Create a RAG Pipeline with Elastic and a Web Crawler
Last updated
Last updated
Approximate time to complete: 5-10 minutes, excluding prerequisites
This quickstart will walk you through creating and scheduling a pipeline that uses a web crawler to ingest data from the Vectorize documentation, creates vector embeddings using an OpenAI embedding model, and writes the vectors to an Elasticsearch vector database.
Before starting, ensure you have access to the credentials, connection parameters, and API keys as appropriate for the following:
A Vectorize account (Create one free here ↗ )
An OpenAI API Key (How to article)
An Elastic account (Create one on Elastic ↗)
Navigate to the Elastic Cloud console and click Create project under the Serverless projects section.
Select Elasticsearch for building custom applications with your data, and click Next.
Name your project (e.g., vectorize-quickstart
).
Under Configuration, choose Optimized for Vectors.
Click Create project to initialize.
Once initialization completes, click Continue.
Scroll down to the API Key section and click New to create a key.
Enter a name for your key (e.g., vectorize-quickstart
) and optionally set an expiration date.
Click Create API key.
Copy the generated API key and save it securely—you won't be able to retrieve it later.
Copy your Elasticsearch endpoint URL as well. You'll need this to connect to your deployment.
Open the Vectorize Application Console ↗
From the dashboard, click on + New RAG Pipeline
under the "RAG Pipelines" section.
Enter a name for your pipeline. For example, you can name it quickstart-pipeline
.
Click on + New Vector DB
to create a new vector database.
Select Elastic Cloud from the list of vector databases.
In the Elastic Cloud configuration screen:
Enter a descriptive name for your Elastic Cloud integration.
Enter the Host, Port, and your Elastic API Key.

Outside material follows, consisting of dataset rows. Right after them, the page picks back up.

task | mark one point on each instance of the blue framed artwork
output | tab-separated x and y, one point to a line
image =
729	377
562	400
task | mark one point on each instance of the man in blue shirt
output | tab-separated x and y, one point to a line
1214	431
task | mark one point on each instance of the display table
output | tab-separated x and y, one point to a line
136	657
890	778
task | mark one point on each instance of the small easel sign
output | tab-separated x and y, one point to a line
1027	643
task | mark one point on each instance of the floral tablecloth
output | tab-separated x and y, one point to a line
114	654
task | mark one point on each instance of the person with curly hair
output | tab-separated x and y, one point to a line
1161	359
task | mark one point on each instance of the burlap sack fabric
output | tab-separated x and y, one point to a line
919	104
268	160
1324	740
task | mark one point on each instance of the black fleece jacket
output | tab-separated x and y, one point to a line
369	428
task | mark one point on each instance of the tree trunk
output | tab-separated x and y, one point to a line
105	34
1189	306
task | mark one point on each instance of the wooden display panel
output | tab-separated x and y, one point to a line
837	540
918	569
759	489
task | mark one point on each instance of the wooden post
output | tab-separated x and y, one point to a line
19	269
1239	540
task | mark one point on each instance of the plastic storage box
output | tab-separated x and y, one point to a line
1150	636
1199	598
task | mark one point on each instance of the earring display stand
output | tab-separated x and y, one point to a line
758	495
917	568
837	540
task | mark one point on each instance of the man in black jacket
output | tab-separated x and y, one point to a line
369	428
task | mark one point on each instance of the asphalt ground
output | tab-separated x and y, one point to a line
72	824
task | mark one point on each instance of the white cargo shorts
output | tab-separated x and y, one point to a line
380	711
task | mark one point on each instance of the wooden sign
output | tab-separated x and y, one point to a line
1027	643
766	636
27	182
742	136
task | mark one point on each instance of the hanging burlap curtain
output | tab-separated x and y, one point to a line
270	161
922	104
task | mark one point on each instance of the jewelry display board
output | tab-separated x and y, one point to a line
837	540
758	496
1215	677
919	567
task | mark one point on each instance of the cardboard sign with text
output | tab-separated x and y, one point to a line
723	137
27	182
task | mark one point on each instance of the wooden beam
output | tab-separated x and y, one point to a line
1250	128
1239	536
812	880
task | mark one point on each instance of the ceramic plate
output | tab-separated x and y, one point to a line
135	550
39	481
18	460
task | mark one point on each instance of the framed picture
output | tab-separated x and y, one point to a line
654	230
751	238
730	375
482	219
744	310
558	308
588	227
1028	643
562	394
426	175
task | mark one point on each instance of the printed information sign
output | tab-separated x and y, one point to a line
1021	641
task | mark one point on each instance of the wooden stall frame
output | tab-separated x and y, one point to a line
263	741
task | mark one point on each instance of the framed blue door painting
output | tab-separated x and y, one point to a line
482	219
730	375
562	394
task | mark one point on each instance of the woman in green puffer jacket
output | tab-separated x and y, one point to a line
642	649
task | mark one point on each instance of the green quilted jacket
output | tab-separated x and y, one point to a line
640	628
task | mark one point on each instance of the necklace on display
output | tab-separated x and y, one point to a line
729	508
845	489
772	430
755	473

Provide the index name you want to use in Elastic
The Index Name can be the same as your pipeline name.
Click on + New AI Platform
.
Select OpenAI from the AI platform options.
In the OpenAI configuration screen:
Enter a descriptive name for your OpenAI integration.
Enter your OpenAI API Key.
Leave the default values for embedding model, chunk size, and chunk overlap for the quickstart.
Click on Add Source Connector.
Choose the type of source connector you'd like to use. In this example, select Web Crawler.
Name your web crawler source connector, e.g., vectorize-docs.
Set Seed URL(s) to https://docs.vectorize.io
.
Click Create Web Crawler Integration to proceed.
Accept all the default values for the web crawler pipeline configuration:
Throttle Wait Between Requests: 500 ms
Maximum Error Count: 5
Maximum URLs: 1000
Maximum Depth: 50
Reindex Interval: 3600 seconds
Click Save Configuration.
Verify that your web crawler connector is visible under Source Connectors.
Click Next: Schedule RAG Pipeline to continue.
Accept the default schedule configuration
Click Create RAG Pipeline.
The system will now create, deploy, and backfill the pipeline.
You can monitor the status changes from Creating Pipeline to Deploying Pipeline and Starting Backfilling Process.
Once the initial population is complete, the RAG pipeline will begin crawling the Vectorize docs and writing vectors to your Pinecone index.
Once the website crawling is complete, your RAG pipeline will switch to the Listening state, where it will stay until more updates are available.
Your vector index is now populated and we can try it out using the RAG Sandbox, to do so click on RAG Pipelines from the left hand menu.
After your pipeline is running, open the RAG Sandbox for the pipeline by clicking the magnifying glass icon on the RAG Pipelines page.
In the RAG Sandbox, you can ask questions about the data ingested by the web crawler.
Type a question into the input field (e.g., "What are the key features of Vectorize?"), and click Submit.
The system will return the most relevant chunks of information from your indexed data, along with an LLM response.
This completes the RAG pipeline quickstart. Your RAG pipeline is now set up and ready for use with Elastic and Vectorize.